Usually the Cost-Based Optimizer arrives at a reasonable execution plan if it gets the estimates regarding
cardinality and
data scattering / clustering right (if you want to learn more about that why not watch my
Webinar available at "AllThingsOracle.com"?).
Here is an example I've recently come across where this wasn't case - the optimizer obviously preferred plans with a significantly higher cost.
The setup to reproduce the issue is simple:
create table t1
as
select
rownum as id
, mod(rownum, 100) + 1 as attr1
, 'DESC' || to_char(mod(rownum, 100) + 1, 'TM') as attr2
, mod(rownum, 10) + 1 as attr3
, rpad('x', 100) as filler
from
dual
connect by
level <= 1000000
;
exec dbms_stats.gather_table_stats(null, 't1')
create table t2
as
select
rownum as id
, mod(rownum, 2) + 1 as attr1
, 'DESC' || to_char(mod(rownum, 2) + 1, 'TM') as attr2
, mod(rownum, 10) + 1 as attr3
, rpad('x', 100) as filler
from
dual
connect by
level <= 10000
;
exec dbms_stats.gather_table_stats(null, 't2', no_invalidate => false)
So we have two tables, and the
smaller one of the tables basically was used as a
"security" information to restrict the data from the
larger table according to some
user entitlement (apologies for the generic column and table names that don't make this more obvious).
The query that I'm looking at is the following:
with
a as (
select
*
from
t1
where
attr3 in (select distinct attr3 from t2 where attr1 = 1)
),
b as (
select
attr1 as "attr1"
, min(attr2) as "min_attr2"
from
a
group by
attr1
)
select
"attr1" as "memberuniquename"
, min("min_attr2") as "member"
from
b
where
1 = 1
group by
"attr1"
;
At first sight you might ask yourself, why should anyone write a query like that, in particular the
duplicated aggregation step?
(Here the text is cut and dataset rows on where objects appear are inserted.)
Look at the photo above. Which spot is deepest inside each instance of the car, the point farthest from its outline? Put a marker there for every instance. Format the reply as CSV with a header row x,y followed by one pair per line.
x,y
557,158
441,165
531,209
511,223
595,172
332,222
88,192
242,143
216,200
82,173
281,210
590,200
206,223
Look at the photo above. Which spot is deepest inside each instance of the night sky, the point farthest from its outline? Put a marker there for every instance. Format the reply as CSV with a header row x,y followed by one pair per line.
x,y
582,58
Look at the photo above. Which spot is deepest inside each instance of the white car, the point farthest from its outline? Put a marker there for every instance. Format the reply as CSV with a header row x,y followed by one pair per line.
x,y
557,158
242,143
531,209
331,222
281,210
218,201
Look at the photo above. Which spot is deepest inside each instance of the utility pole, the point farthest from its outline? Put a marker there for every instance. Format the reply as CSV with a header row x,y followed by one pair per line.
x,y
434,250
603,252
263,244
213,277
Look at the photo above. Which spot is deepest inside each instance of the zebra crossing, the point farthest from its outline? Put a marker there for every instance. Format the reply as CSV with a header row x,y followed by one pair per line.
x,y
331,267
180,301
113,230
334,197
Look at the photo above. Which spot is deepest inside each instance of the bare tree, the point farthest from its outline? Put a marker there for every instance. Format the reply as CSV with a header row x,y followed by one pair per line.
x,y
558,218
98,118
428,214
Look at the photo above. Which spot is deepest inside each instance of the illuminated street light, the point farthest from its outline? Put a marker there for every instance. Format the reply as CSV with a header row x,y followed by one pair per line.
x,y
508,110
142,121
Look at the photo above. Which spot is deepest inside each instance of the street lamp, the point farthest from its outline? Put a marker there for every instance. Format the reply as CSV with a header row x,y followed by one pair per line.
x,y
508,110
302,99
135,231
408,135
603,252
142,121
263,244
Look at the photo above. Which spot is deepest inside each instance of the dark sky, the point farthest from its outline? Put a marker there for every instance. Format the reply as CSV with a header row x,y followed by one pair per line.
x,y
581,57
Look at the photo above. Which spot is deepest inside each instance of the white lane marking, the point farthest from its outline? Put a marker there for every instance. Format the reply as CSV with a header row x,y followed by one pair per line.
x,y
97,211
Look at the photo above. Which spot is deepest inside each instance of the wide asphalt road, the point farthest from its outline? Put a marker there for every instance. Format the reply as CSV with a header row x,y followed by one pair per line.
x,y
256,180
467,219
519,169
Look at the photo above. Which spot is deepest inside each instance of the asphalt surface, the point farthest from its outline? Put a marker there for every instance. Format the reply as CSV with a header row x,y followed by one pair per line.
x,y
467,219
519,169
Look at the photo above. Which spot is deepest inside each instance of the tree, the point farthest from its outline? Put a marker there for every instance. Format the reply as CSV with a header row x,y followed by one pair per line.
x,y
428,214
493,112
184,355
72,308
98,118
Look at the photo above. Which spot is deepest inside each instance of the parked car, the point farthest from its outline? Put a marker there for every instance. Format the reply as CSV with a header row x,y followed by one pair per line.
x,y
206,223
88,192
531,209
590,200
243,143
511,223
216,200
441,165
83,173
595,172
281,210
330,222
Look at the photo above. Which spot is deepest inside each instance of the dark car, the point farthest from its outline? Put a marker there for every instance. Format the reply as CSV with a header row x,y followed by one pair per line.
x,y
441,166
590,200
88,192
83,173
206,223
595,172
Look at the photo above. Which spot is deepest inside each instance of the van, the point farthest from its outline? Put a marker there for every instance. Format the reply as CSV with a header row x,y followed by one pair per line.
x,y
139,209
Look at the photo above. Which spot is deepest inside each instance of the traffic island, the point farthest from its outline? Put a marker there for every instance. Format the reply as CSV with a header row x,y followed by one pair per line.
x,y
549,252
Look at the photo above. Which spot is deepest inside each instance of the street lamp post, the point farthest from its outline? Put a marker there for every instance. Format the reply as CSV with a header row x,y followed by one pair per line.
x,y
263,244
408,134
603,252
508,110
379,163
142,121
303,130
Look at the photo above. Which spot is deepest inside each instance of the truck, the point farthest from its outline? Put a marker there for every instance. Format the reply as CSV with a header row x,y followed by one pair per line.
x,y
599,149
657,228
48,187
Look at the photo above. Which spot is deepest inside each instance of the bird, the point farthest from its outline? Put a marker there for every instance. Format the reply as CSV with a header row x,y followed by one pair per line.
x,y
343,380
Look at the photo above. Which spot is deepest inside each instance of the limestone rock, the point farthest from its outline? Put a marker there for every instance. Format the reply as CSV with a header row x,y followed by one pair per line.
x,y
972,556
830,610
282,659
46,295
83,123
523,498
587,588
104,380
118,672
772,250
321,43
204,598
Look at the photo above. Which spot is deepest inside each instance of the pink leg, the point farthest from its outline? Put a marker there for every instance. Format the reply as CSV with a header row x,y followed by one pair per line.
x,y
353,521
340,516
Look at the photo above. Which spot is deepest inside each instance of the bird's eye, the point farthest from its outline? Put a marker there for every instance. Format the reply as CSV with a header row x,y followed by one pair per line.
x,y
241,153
The answer is of course, a human being very likely wouldn't write such a query, but this is what you get from some
report generators based on generic meta data.
In principle the query is looking for a simple list of values from a table (in this case dimension tables that are browsed interactively), but restricted according to the "profile" of a particular user, here represented by the
unique list of values of
T2.ATTR3 restricted on T2.ATTR1 = 1.
There are a couple of design issues with the reproduced approach, but the query doesn't look too complex after all.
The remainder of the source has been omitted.